Civil War by CeJay
Summary:

10 years ago, the Starship Enterprise was transported over 60 thousands light-years to come face-to-face with what would become the Federation’s greatest nemesis. But now, as universes diverge, different choices have lead to a very different future.

After a long and bloody war with the Borg, the Federation has re-emerged as a broken shadow of its former self. Splintered and engulfed in internal conflict, embittered former allies have chosen their sides, unwilling to compromise, they battle each other for their vision of the future.

As news of a new super-weapon under development spreads, the fragile status quo threatens to spill out into all out war as conflicts and tensions mount.

A novella celebrating 10 years of United Trek and featuring characters by Bry Sinclair, DarKush, Galen, Michael Garcia, Sam Redfeather and The LoneRedShirt.

Also available as an ebook here.


Categories: Alternate Universes, Expanded Universes Characters: None
Genre: Action/Adventure, Drama, Family
Warnings: Character Death
Challenges: None
Series: The Star Eagle Adventures
Chapters: 10 Completed: Yes Word count: 34993 Read: 15956 Published: 08 Oct 2016 Updated: 10 Dec 2016
03/10 – “Meet the Guardians of Yesteryear.” by CeJay
03/10 – “Meet the Guardians of Yesteryear.”



One Week Later


The doors to his quarters opened to reveal Amaya Donners, wearing a stern expression on her dark face.

“Captain,” she said.

“Captain,” he said.

“I just got here and I thought maybe we should compare notes before the meeting,” she said.

“Excellent idea, Captain. Come in,” he said and moved aside to permit her into his quarters.

She took two steps inside, enough to allow the doors to hiss shut behind her and then turned back around to face Glover. Then she reached out for the collar of his uniform.

Glover offered no resistance as she practically yanked him close to her and then pressed her lips against his.

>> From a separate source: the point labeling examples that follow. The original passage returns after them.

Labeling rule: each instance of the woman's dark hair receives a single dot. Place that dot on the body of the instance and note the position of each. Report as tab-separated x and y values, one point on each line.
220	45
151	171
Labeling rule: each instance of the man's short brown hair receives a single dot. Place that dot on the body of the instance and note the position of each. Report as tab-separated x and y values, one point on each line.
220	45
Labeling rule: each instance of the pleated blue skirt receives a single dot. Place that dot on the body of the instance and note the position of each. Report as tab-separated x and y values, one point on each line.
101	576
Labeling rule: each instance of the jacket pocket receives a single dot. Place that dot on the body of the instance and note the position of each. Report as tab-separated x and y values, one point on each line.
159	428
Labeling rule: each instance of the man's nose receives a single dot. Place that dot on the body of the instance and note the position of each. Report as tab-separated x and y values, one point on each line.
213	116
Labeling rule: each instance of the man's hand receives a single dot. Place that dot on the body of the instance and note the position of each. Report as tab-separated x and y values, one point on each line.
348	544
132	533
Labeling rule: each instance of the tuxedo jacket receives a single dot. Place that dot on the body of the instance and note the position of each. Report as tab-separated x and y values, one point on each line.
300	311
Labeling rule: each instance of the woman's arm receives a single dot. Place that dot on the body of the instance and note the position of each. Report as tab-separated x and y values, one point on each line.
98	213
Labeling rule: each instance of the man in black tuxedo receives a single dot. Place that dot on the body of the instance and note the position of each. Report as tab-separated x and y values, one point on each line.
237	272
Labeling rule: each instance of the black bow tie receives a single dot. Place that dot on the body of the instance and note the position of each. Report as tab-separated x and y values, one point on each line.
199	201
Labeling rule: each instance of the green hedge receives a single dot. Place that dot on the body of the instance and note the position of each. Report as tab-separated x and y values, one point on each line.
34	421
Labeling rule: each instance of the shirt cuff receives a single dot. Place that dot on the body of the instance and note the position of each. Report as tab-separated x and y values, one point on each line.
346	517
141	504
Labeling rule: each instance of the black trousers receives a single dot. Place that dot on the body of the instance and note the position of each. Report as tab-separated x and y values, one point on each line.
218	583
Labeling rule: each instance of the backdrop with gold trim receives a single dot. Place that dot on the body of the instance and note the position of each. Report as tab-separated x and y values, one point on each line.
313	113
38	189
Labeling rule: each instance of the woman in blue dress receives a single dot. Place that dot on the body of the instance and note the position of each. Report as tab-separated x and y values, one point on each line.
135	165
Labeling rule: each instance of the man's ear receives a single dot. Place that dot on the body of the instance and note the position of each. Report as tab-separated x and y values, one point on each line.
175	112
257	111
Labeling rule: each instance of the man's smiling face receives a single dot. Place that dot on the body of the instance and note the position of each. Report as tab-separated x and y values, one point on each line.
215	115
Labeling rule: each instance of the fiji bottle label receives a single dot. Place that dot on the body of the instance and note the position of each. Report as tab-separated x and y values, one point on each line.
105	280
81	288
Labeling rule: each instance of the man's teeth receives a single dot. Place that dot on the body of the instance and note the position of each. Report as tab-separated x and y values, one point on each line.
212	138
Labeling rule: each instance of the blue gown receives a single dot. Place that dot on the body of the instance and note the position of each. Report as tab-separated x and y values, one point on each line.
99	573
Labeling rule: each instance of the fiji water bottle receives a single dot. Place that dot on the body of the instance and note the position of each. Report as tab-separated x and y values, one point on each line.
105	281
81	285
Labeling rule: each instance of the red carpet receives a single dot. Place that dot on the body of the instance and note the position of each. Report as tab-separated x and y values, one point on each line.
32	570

He went along with it all, even as she reached up to first take hold of his neck and then brushed her hands through his short hair and when she began to push him towards his bedroom. He became more active when she started to pull down the zipper of his jumpsuit and followed suit to undo her own.

They had shed their boots and tunics by the time Donners pushed him down onto his bed without ever removing her tongue from deep inside his mouth.

“Commodore Schwarzkopf to Captain Glover.”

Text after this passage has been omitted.